Subsequent events offer an intriguing coda. The episode seems not to have been simply a short-lived market aberration. Despite the general return of confidence following the Federal Reserve’s three interest rate cuts in autumn 1998, spreads have remained stubbornly high (see, for example, the Bank of England’s November 1999 Financial Stability Review). The reasons are complex, but one factor appears to be the wholesale flight of arbitrage capital. LTCM was the most dramatic victim of 1998, but by no means the only institution to be damaged. The proprietary trading activities of many banks also incurred heavy losses, and the leading American investment banks, which suffered substantial falls in their share prices, seem now to have withdrawn from convergence arbitrage almost completely. The absence of arbitrageurs has helped keep spreads wide. Fearing convergence arbitrage to be too risky, market participants have in a sense ensured that it remains so. One important participant, however, believes this implicit consensus to be wrong: LTCM’s founder, John Meriwether. By last December, he had raised the first $250 million of investment for a new venture. His Relative Value Opportunity Fund will perform convergence arbitrage similar to LTCM’s, although it will not take such large positions and will use a risk model revised to take account of the huge, highly correlated, market movements of August 1998. If this new fund shows healthy profits, other participants are likely to return to convergence arbitrage, and spreads will eventually decline again.

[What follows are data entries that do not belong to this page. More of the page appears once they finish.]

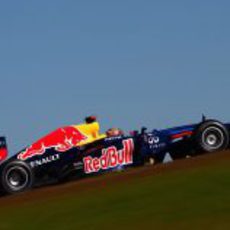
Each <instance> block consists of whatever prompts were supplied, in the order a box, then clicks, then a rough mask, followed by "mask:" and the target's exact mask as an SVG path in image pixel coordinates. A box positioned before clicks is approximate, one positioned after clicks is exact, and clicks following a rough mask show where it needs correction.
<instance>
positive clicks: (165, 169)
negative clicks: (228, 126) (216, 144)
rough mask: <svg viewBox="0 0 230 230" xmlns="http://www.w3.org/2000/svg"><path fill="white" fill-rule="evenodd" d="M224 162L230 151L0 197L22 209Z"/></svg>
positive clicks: (144, 167) (37, 188) (128, 169)
mask: <svg viewBox="0 0 230 230" xmlns="http://www.w3.org/2000/svg"><path fill="white" fill-rule="evenodd" d="M224 161H230V150H227V151H224V152H219V153H212V154H203V155H200V156H196V157H193V158H188V159H181V160H176V161H174V162H171V163H167V164H158V165H155V166H143V167H138V168H130V169H128V170H126V171H122V172H113V173H106V174H104V175H99V176H94V177H91V178H86V179H82V180H74V181H71V182H67V183H64V184H58V185H52V186H45V187H41V188H37V189H33V190H31V191H28V192H25V193H22V194H17V195H13V196H4V197H0V207H4V206H7V207H8V208H9V207H12V208H20V206H23V205H26V204H30V203H33V202H34V201H36V202H39V201H43V202H44V201H46V200H47V202H48V201H50V200H52V199H55V200H56V199H62V198H63V197H64V196H69V195H76V196H80V195H81V194H82V193H85V192H90V191H92V192H93V191H95V190H101V189H103V188H106V187H109V186H111V185H113V186H114V185H116V184H117V185H118V184H127V183H129V182H132V180H134V179H136V178H138V179H141V178H143V177H147V176H150V175H151V176H153V175H154V174H155V175H159V174H168V173H170V172H173V171H178V172H180V171H181V172H183V171H185V170H189V169H191V168H197V167H200V166H202V167H203V166H208V165H210V164H211V165H213V164H215V163H217V162H224Z"/></svg>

LTCM’s fate has provoked some anti-intellectual nonsense. Mathematical finance is part of the infrastructure of the modern world. The techniques developed out of the research of Black, Scholes and Merton continue to work perfectly well in millions of transactions daily, and to abandon them would be unthinkable folly. Yet we must also remember that finance theory describes not a state of nature but a world of human activity, of beliefs and of institutions. Markets, despite their thing-like character, their global reach and their huge volumes, remain social constructs and the feedback loops that constitute them are intricate, knotted and far from completely understood.